5. Personalization is difficult at scale
For effective personalization, you must collect or buy data on everything I do everywhere and store it. You need to run algorithms against that data to model my behavior. You need to identify different means of influencing me. Some of this is best done for a large group (as in the case of product placement), but doing it for individuals requires lots of experimentation and tuning—and it needs to be done fast.
Plus, it needs to be done right. If you bug me too much, I’m totally disabling or uninstalling your app (or other means of contacting me). You need to make our relationship bidirecitonal. See yourself as my concierge, someone who finds me what I need and anticipates those needs rather than someone trying to sell me something. That gets you better data and stops you from getting on my nerves. (For the last time, Amazon, I’ve already purchased an Instant Pot, and it will be years before I buy another pressure cooker. Stop following me around the internet with that trash!)
6. Machine learning needs to mature
Machine learning is merely math; much of it isn’t even new. But applying it to large amounts of behavioral data—where you have to decide which algorithm to use, which optimizations to apply to that algorithm, and which behavioral data you need in order to apply it—is pretty new. Most retailers are used to buying out-of-the-box solutions. Beyond (ahem) search, some of these barely exist yet, so you’re stuck rolling your own. Hiring the right expertise is expensive and fraught with error.
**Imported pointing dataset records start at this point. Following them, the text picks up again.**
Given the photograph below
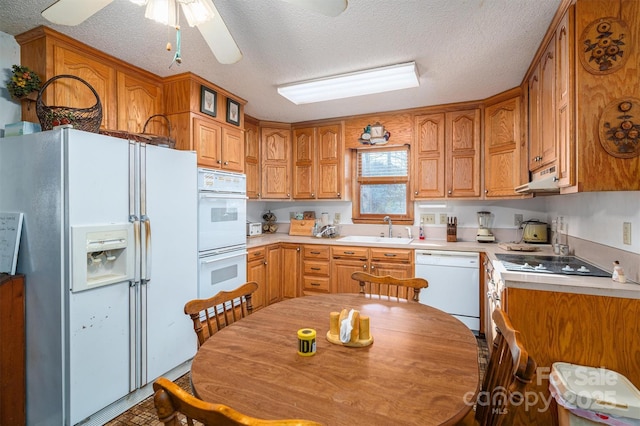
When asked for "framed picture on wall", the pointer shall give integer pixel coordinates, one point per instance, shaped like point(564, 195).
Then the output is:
point(233, 112)
point(208, 101)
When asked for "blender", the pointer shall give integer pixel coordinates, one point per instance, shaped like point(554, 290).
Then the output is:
point(484, 234)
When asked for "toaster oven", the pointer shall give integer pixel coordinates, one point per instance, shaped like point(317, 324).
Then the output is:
point(254, 228)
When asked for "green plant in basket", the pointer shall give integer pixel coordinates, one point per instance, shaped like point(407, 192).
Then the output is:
point(23, 82)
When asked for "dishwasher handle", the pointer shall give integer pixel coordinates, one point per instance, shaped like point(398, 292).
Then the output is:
point(446, 253)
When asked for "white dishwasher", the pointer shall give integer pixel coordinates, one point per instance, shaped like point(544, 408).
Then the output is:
point(454, 283)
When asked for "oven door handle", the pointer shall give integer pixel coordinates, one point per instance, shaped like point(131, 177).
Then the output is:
point(219, 258)
point(216, 195)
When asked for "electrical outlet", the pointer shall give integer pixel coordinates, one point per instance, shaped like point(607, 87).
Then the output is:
point(517, 220)
point(626, 233)
point(428, 218)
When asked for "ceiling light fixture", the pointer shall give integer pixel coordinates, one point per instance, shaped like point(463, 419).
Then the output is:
point(367, 82)
point(165, 11)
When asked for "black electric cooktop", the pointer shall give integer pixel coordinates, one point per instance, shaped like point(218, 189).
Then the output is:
point(558, 265)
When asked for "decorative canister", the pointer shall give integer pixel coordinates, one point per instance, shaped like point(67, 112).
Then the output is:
point(306, 342)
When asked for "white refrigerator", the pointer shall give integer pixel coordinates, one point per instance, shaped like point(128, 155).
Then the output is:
point(109, 252)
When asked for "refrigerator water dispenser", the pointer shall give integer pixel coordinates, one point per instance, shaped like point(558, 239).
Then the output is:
point(102, 255)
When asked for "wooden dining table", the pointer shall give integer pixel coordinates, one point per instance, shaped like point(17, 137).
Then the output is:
point(421, 369)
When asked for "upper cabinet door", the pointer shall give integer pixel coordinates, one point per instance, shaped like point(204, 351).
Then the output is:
point(207, 135)
point(330, 157)
point(137, 101)
point(232, 150)
point(304, 163)
point(276, 163)
point(252, 159)
point(462, 140)
point(428, 156)
point(502, 149)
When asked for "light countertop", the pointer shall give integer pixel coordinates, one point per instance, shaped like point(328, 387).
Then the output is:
point(570, 284)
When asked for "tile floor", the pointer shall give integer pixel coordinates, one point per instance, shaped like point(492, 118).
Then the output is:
point(144, 414)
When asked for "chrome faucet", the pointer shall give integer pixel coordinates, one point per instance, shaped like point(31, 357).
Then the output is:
point(408, 232)
point(388, 219)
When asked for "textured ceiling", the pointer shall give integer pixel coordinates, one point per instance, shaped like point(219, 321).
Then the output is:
point(464, 49)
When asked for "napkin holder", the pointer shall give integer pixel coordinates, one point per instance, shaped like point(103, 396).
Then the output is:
point(360, 333)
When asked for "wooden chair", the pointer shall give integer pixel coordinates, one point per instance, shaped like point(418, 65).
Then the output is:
point(509, 372)
point(173, 403)
point(401, 288)
point(217, 312)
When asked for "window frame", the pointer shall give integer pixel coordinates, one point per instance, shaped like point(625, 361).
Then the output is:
point(357, 182)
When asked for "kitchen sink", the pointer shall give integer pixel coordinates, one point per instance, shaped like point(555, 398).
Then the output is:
point(373, 240)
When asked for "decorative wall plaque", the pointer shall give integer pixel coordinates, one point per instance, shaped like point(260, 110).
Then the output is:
point(620, 128)
point(605, 42)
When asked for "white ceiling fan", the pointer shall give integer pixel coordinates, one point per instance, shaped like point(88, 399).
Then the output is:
point(213, 28)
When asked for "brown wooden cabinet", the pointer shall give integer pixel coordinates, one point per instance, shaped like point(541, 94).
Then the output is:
point(129, 95)
point(305, 179)
point(564, 39)
point(138, 99)
point(290, 270)
point(316, 269)
point(100, 75)
point(582, 329)
point(273, 261)
point(252, 157)
point(257, 271)
point(503, 149)
point(217, 146)
point(345, 260)
point(318, 170)
point(462, 144)
point(446, 158)
point(275, 151)
point(428, 156)
point(542, 104)
point(12, 355)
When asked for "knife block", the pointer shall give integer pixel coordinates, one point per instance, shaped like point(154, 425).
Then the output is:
point(452, 231)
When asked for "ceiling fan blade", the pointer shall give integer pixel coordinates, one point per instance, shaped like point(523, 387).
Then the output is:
point(72, 12)
point(219, 39)
point(325, 7)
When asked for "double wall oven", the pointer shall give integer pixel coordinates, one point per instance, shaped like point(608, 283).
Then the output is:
point(222, 245)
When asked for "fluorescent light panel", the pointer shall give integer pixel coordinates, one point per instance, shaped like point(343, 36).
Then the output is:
point(367, 82)
point(164, 11)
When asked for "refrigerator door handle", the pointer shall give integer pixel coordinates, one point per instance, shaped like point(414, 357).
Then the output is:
point(146, 266)
point(136, 239)
point(224, 195)
point(219, 258)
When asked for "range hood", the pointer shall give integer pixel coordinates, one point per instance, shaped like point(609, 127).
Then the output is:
point(543, 181)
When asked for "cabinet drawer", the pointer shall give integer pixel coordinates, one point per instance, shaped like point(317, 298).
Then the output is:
point(255, 254)
point(316, 252)
point(391, 255)
point(316, 268)
point(345, 252)
point(316, 283)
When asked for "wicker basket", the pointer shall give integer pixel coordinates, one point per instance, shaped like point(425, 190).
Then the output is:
point(87, 119)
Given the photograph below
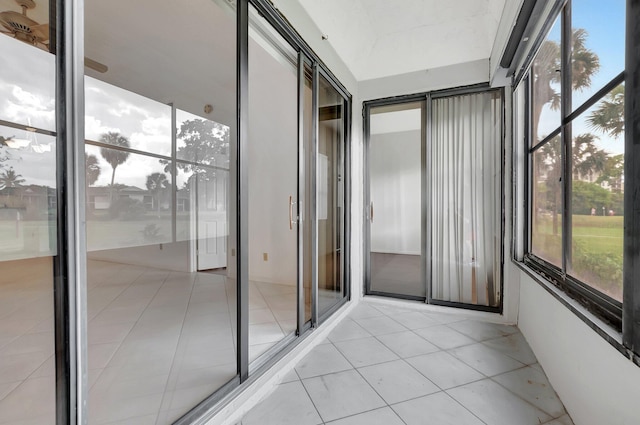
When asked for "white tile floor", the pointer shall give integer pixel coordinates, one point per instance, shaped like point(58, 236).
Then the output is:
point(159, 341)
point(385, 365)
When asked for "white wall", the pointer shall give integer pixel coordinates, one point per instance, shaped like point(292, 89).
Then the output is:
point(462, 74)
point(596, 383)
point(168, 256)
point(272, 167)
point(395, 176)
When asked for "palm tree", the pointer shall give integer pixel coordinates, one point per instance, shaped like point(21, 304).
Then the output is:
point(608, 117)
point(114, 157)
point(92, 168)
point(4, 156)
point(10, 180)
point(156, 182)
point(588, 159)
point(546, 72)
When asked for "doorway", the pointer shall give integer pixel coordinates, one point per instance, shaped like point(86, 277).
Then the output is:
point(434, 197)
point(396, 164)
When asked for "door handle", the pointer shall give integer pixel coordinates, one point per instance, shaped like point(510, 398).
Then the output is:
point(290, 212)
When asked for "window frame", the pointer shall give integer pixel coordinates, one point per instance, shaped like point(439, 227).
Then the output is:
point(600, 304)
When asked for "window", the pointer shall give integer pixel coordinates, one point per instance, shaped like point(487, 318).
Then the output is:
point(575, 148)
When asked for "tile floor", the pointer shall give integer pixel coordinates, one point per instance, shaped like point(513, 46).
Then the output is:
point(159, 341)
point(386, 365)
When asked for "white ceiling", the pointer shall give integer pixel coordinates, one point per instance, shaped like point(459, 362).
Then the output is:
point(379, 38)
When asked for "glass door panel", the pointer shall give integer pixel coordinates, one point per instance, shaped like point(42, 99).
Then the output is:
point(330, 195)
point(273, 187)
point(308, 153)
point(28, 231)
point(160, 127)
point(395, 170)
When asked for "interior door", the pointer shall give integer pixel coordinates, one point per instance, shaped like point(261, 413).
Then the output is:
point(395, 175)
point(212, 189)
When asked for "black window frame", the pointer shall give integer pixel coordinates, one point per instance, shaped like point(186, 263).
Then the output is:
point(602, 305)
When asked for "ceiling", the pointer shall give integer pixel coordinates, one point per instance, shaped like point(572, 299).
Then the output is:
point(379, 38)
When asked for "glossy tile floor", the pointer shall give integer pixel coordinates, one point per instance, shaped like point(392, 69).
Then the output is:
point(159, 341)
point(386, 365)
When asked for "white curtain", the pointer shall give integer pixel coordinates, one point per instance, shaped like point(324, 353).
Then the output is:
point(465, 198)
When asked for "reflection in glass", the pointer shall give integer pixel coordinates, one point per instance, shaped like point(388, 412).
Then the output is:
point(161, 300)
point(135, 209)
point(27, 218)
point(27, 194)
point(309, 153)
point(273, 187)
point(111, 110)
point(546, 222)
point(597, 197)
point(395, 152)
point(546, 72)
point(597, 51)
point(330, 195)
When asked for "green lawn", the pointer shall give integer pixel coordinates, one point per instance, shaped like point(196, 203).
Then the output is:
point(597, 249)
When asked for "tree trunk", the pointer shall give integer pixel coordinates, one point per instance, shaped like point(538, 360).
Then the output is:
point(113, 176)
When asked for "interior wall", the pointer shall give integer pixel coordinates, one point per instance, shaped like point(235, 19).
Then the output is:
point(395, 178)
point(273, 166)
point(462, 74)
point(596, 383)
point(167, 256)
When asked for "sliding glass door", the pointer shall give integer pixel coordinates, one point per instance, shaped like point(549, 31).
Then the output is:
point(330, 176)
point(396, 136)
point(434, 208)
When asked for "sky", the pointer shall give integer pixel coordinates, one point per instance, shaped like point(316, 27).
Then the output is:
point(27, 92)
point(605, 27)
point(27, 96)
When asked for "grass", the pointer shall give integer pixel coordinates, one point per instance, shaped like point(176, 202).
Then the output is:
point(597, 249)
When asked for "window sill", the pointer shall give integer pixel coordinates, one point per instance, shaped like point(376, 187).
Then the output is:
point(606, 331)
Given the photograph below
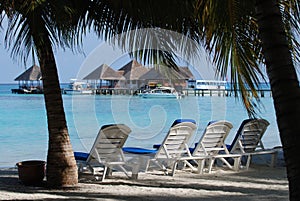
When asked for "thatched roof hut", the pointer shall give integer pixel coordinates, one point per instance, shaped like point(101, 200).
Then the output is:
point(164, 73)
point(104, 72)
point(31, 74)
point(133, 70)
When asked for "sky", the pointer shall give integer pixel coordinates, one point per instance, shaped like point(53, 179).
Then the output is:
point(77, 65)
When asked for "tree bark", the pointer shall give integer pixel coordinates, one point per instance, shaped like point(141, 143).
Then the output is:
point(61, 168)
point(284, 85)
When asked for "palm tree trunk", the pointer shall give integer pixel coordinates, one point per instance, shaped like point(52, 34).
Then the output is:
point(284, 86)
point(61, 164)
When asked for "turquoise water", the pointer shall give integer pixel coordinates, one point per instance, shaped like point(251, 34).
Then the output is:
point(23, 125)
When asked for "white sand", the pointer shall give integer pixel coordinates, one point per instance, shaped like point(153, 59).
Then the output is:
point(258, 183)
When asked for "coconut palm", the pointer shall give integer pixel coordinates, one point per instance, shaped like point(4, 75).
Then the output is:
point(242, 36)
point(41, 26)
point(247, 33)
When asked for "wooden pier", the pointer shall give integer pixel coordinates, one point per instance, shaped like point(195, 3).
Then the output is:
point(186, 92)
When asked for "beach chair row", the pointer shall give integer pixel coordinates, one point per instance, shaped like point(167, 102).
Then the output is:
point(108, 151)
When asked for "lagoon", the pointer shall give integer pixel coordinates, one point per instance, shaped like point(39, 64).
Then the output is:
point(23, 123)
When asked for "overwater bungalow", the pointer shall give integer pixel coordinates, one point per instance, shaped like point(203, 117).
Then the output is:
point(167, 77)
point(105, 77)
point(30, 81)
point(132, 72)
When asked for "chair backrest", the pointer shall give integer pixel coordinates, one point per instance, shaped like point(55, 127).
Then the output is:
point(175, 142)
point(213, 139)
point(248, 136)
point(108, 144)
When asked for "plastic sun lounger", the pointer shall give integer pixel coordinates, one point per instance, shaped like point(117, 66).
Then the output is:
point(211, 146)
point(106, 151)
point(174, 147)
point(248, 141)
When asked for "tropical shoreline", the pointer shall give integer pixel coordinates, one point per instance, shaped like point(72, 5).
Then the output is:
point(260, 182)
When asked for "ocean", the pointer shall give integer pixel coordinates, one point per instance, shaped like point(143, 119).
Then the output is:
point(23, 123)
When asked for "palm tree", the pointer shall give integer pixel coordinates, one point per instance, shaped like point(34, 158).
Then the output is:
point(247, 33)
point(242, 35)
point(38, 25)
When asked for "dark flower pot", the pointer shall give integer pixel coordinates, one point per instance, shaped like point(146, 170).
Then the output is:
point(31, 172)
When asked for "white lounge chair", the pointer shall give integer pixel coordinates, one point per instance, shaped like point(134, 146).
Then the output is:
point(211, 146)
point(106, 152)
point(174, 147)
point(248, 140)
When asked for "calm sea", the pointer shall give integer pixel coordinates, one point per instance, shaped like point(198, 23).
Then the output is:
point(23, 125)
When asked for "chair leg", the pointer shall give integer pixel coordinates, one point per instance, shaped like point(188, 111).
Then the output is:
point(248, 162)
point(200, 163)
point(274, 159)
point(104, 173)
point(174, 168)
point(210, 164)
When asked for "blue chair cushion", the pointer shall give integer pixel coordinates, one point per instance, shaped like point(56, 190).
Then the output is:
point(177, 121)
point(81, 156)
point(137, 150)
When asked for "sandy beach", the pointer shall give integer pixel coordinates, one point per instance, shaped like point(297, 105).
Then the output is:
point(260, 182)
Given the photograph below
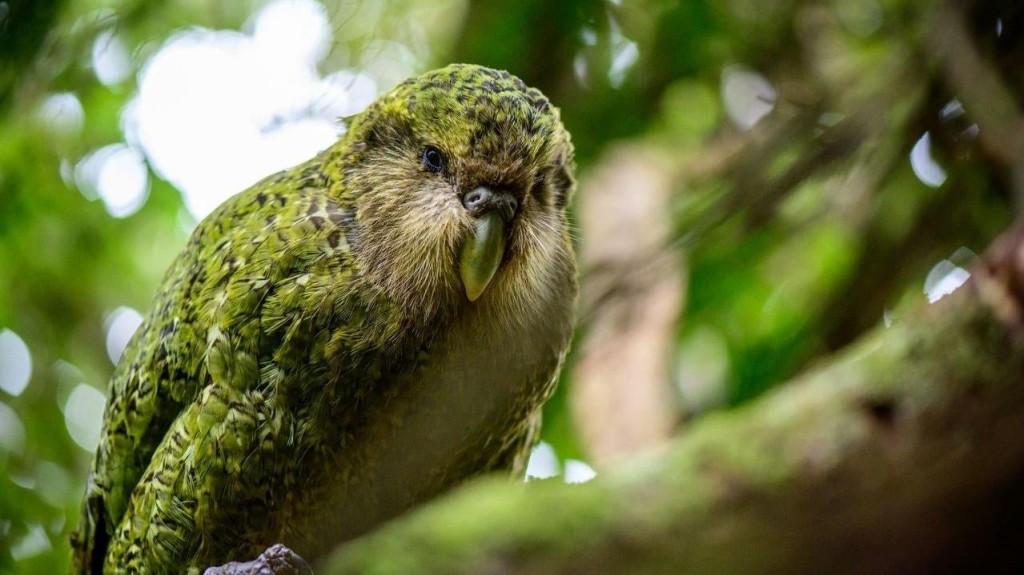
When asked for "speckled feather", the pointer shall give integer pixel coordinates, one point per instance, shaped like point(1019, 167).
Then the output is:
point(311, 366)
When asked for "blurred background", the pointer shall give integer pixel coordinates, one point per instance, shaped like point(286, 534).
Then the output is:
point(761, 182)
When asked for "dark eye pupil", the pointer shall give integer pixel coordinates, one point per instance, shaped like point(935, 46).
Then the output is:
point(433, 159)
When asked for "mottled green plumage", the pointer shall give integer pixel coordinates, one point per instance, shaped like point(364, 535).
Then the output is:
point(312, 365)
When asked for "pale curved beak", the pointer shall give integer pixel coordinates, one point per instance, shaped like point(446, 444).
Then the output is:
point(483, 251)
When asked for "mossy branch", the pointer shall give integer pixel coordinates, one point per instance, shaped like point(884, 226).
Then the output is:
point(899, 455)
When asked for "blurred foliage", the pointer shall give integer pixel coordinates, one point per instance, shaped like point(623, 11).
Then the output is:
point(799, 230)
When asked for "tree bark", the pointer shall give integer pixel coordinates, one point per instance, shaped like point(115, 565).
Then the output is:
point(902, 454)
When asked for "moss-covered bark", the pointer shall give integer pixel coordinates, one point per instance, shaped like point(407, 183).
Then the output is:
point(903, 454)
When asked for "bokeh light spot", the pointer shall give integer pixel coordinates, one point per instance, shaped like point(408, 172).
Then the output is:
point(84, 415)
point(15, 363)
point(121, 324)
point(943, 279)
point(543, 461)
point(748, 96)
point(116, 174)
point(925, 167)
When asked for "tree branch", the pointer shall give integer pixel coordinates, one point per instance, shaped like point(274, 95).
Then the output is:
point(895, 457)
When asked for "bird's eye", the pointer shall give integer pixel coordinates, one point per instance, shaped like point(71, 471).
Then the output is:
point(433, 159)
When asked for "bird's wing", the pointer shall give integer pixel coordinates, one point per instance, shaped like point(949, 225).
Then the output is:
point(227, 318)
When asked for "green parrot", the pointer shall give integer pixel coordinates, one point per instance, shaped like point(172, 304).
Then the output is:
point(345, 339)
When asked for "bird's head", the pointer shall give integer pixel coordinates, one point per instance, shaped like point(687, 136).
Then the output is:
point(460, 179)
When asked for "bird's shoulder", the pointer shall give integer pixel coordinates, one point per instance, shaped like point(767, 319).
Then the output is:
point(264, 292)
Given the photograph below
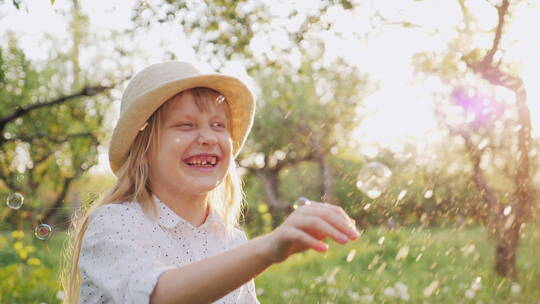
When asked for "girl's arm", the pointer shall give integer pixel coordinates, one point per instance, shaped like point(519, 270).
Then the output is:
point(212, 278)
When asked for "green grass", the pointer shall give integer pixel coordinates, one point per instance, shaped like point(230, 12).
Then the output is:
point(456, 263)
point(450, 260)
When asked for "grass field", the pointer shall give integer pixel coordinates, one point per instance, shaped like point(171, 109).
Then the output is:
point(409, 265)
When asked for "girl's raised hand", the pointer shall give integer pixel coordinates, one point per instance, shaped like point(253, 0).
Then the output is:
point(306, 227)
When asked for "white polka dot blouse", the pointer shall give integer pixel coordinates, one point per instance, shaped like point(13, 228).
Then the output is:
point(124, 252)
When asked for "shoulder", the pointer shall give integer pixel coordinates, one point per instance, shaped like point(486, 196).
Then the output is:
point(116, 211)
point(239, 236)
point(117, 216)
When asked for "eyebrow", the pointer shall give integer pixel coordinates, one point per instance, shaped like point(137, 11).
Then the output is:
point(179, 116)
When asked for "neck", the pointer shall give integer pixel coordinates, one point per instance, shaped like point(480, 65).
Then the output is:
point(191, 207)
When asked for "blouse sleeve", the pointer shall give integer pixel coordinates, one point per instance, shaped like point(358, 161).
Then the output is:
point(248, 293)
point(118, 256)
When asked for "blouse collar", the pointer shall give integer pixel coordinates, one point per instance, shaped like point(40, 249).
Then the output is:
point(169, 219)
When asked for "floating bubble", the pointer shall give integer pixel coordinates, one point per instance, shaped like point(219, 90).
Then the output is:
point(372, 179)
point(43, 231)
point(301, 201)
point(350, 256)
point(15, 201)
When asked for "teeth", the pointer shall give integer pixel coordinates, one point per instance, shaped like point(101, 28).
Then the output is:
point(209, 160)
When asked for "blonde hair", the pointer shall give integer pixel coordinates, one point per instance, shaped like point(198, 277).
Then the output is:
point(132, 185)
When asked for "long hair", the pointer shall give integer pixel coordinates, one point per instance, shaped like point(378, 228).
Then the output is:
point(133, 185)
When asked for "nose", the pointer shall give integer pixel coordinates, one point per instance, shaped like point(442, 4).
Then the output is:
point(207, 137)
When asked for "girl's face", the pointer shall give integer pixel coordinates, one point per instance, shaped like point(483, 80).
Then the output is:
point(195, 147)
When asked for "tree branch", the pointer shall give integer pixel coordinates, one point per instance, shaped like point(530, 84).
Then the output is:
point(21, 111)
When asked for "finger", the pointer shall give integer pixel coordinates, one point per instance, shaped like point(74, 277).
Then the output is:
point(308, 241)
point(336, 209)
point(317, 226)
point(335, 219)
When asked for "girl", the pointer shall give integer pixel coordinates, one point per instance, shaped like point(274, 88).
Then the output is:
point(166, 232)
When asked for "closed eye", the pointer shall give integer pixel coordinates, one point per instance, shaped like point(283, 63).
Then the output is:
point(184, 125)
point(218, 125)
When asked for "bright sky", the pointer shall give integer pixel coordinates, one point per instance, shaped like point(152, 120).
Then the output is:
point(399, 110)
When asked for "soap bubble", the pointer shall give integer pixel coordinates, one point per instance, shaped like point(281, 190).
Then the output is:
point(372, 179)
point(301, 201)
point(15, 201)
point(43, 231)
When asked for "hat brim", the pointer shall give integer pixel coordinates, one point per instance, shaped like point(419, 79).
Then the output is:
point(239, 99)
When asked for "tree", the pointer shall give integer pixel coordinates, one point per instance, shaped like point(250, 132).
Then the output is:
point(48, 138)
point(305, 106)
point(487, 129)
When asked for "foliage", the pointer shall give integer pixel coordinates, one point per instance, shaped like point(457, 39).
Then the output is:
point(398, 266)
point(381, 264)
point(29, 269)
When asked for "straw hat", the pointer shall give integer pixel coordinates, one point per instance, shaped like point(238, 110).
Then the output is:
point(155, 84)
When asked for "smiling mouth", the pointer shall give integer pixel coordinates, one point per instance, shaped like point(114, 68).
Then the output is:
point(202, 161)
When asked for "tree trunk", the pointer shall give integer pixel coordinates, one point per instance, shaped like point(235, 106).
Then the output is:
point(506, 251)
point(327, 180)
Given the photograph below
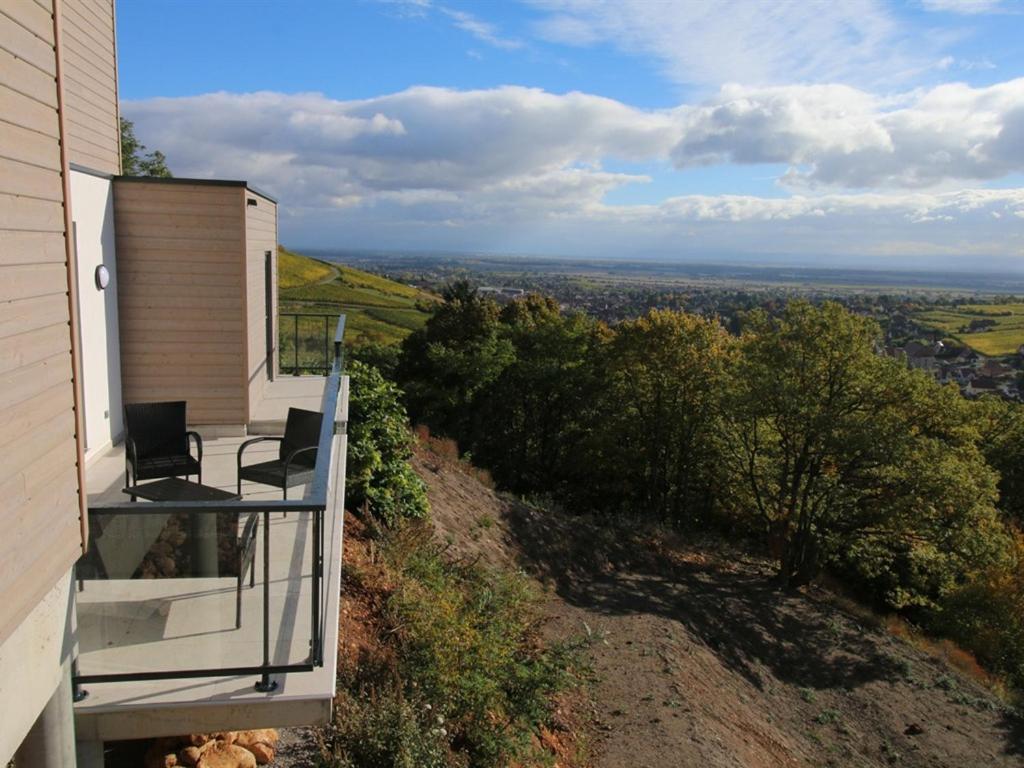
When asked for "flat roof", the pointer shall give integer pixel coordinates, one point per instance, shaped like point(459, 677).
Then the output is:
point(200, 181)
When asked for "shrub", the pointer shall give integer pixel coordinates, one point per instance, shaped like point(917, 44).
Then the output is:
point(986, 615)
point(466, 637)
point(383, 729)
point(379, 448)
point(453, 675)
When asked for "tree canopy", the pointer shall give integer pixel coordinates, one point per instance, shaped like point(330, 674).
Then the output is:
point(134, 160)
point(793, 429)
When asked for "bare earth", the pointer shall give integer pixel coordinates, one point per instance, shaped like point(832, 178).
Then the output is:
point(700, 662)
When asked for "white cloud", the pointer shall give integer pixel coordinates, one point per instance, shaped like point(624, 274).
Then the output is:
point(483, 31)
point(965, 7)
point(522, 168)
point(836, 135)
point(747, 41)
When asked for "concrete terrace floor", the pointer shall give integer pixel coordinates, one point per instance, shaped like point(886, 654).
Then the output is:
point(174, 624)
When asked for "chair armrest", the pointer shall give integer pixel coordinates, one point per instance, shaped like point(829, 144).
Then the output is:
point(130, 460)
point(253, 441)
point(199, 444)
point(130, 450)
point(291, 458)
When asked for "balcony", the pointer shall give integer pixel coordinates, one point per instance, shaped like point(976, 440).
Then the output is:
point(179, 631)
To influence a specific, individual consumer who walks into a physical store, the cost is high and the effectiveness is low. That’s why most brick-and-mortar businesses tend to use advanced data—such as how much time people spend in which part of the store and what products influenced that decision—at a more statistical level to make systemic changes and affect ad and product placement.
Online retailers have a greater opportunity to influence people at a personal level, but most of that opportunity is in ad placement, feature improvements, and (ahem) search optimization. As for physical stores, eventually, you may well see a price drop before your eyes as some massive cloud determines the tipping point for you to buy on impulse. But don’t expect it to happen anytime soon.